Listed below is a list of the most popular anti-anxiety medications (also known as anxiolytics) grouped by category:

Antidepressants. These drugs, particularly the selective serotonin reuptake inhibitors (SSRIs), are most frequently prescribed by health care practitioners for the treatment of generalized anxiety disorder, because they are not known to be addictive. For additional information and facts about these medications and drugs, please see our articles on antidepressants.

Antihistamines. Brand names: Atarax, Benadryl. These mild sedatives can be used to calm periodic anxiety. They are used off label when used in this way.

Azaspirones. Brand name: BuSpar. This medication is utilized in the therapy of generalized anxiety disorder. It reportedly has fewer negative effects than the benzodiazepines and will not worsen the effects of alcohol. It works steadily for the duration of a period of two to four weeks and it should be stopped gradually and steadily.

Benzodiazepines. Brand names: Ativan, Centrax, Dalmane, Klonopin, Librium, Paxipam, Restoril, Serax, Tranxene, Valium, Xanax. These medications are used to treat panic disorder, generalized anxiety disorder,and social phobia. They’re quite habit-forming, thus, long-term use is not encouraged, because of the addiction tendencies, which can result in dependency and withdrawal reactions when stopped. You should never suddenly stop taking these medications if you have been taking them for more than two weeks; It is suggested that you always taper off slowly and gradually. These medications preferably should be taken with appropriate supervision by a health-related professional.
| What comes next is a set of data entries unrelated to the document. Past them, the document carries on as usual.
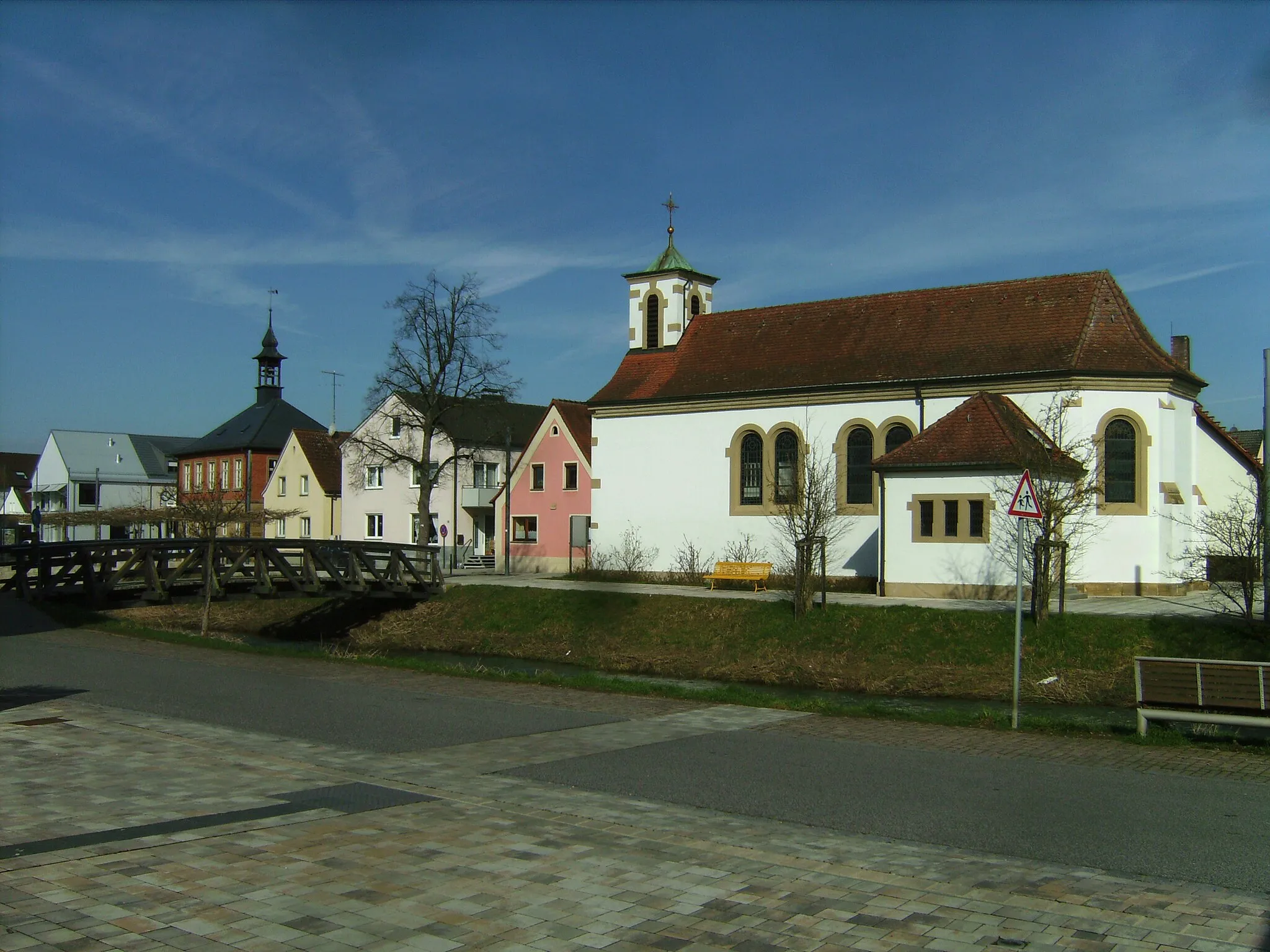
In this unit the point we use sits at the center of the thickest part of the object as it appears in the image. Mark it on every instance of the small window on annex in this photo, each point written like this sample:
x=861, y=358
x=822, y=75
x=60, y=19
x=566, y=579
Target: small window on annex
x=786, y=467
x=860, y=466
x=525, y=528
x=752, y=470
x=898, y=436
x=1121, y=462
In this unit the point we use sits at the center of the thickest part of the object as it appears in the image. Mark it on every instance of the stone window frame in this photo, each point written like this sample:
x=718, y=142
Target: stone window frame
x=840, y=456
x=1141, y=506
x=963, y=523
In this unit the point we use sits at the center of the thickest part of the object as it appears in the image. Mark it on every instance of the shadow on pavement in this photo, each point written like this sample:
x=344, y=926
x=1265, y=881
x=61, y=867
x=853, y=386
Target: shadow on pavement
x=33, y=695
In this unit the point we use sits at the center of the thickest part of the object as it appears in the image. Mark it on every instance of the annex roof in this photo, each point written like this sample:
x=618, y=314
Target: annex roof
x=265, y=426
x=322, y=451
x=987, y=432
x=1052, y=325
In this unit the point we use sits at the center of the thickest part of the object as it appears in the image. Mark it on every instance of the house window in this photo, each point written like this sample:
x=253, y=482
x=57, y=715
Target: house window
x=752, y=470
x=898, y=436
x=1121, y=462
x=860, y=466
x=963, y=518
x=786, y=467
x=525, y=528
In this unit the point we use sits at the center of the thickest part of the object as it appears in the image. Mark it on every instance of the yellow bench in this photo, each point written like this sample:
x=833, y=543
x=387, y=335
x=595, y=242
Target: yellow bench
x=757, y=573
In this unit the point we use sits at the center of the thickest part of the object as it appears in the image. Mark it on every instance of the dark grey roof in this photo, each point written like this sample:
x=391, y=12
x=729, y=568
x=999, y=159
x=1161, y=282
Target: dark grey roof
x=484, y=421
x=260, y=427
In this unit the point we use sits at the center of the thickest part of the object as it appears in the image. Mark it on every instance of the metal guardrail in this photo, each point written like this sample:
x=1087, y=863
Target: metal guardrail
x=155, y=570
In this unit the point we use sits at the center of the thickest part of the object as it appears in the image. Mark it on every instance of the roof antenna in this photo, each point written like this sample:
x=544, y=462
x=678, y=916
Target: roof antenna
x=333, y=385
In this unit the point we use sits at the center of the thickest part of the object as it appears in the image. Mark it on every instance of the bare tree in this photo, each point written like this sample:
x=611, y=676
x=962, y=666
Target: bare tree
x=1226, y=550
x=442, y=355
x=1064, y=470
x=806, y=517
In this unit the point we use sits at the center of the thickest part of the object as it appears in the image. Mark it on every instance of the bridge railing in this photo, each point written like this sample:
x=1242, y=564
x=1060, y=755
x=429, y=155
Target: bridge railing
x=155, y=570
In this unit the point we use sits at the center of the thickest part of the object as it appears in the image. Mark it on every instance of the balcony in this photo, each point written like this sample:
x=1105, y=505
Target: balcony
x=478, y=496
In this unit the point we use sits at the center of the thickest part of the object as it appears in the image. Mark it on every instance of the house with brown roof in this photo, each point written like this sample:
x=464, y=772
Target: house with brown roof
x=926, y=402
x=306, y=479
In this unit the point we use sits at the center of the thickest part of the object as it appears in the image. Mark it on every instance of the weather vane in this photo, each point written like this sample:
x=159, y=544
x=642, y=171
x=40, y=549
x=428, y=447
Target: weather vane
x=670, y=206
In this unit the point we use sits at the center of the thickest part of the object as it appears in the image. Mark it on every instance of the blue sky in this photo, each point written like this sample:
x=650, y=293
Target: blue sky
x=162, y=165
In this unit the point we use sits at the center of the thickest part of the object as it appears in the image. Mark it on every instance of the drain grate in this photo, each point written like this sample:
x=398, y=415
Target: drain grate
x=346, y=798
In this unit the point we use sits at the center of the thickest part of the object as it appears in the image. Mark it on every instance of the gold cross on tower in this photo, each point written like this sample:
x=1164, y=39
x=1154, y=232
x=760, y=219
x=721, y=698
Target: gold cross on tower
x=670, y=206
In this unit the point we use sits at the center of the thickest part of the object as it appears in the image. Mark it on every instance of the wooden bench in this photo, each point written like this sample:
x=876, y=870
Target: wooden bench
x=757, y=573
x=1202, y=691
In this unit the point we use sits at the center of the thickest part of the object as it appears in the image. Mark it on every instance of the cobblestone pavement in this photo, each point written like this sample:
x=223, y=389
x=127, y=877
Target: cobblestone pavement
x=1199, y=604
x=505, y=863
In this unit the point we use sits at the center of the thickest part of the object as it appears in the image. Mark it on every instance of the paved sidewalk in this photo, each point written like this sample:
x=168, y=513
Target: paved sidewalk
x=1197, y=604
x=505, y=863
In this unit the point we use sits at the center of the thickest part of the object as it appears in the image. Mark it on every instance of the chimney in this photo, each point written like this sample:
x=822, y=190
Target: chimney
x=1180, y=348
Side effects include drowsiness, dizziness, headache, and nausea. Don’t mix along with other medication without talking about potential hazards together with your health care provider. Be careful when operating machinery or heavy equipment if you are taking these prescriptions.

Beta blockers. Brand names: Inderal, Tenormin. These cardiac drugs counteract the effect of adrenaline and alleviate certain anxiety symptoms,such as shaking, palpitations, and sweating. These medications should only be used under direct medical supervision, as they reduce blood pressure and slow the heartbeat. Beta blockers are non-habit forming but should not be taken with other pre-existing medical conditions (such as asthma, congestive heart failure, diabetes, vascular diseases, hyperthyroidism, and angina). They are meant to be used for a short term for anxiety and they are not approved by the U.S. Federal Drug Administration (FDA) to treat anxiety, however they are sometimes prescribed for that purpose.

For additional info on slight to moderate anxiety, as well as on natural techniques to alleviate both severe and generalized anxiety, read our other articles about this topic.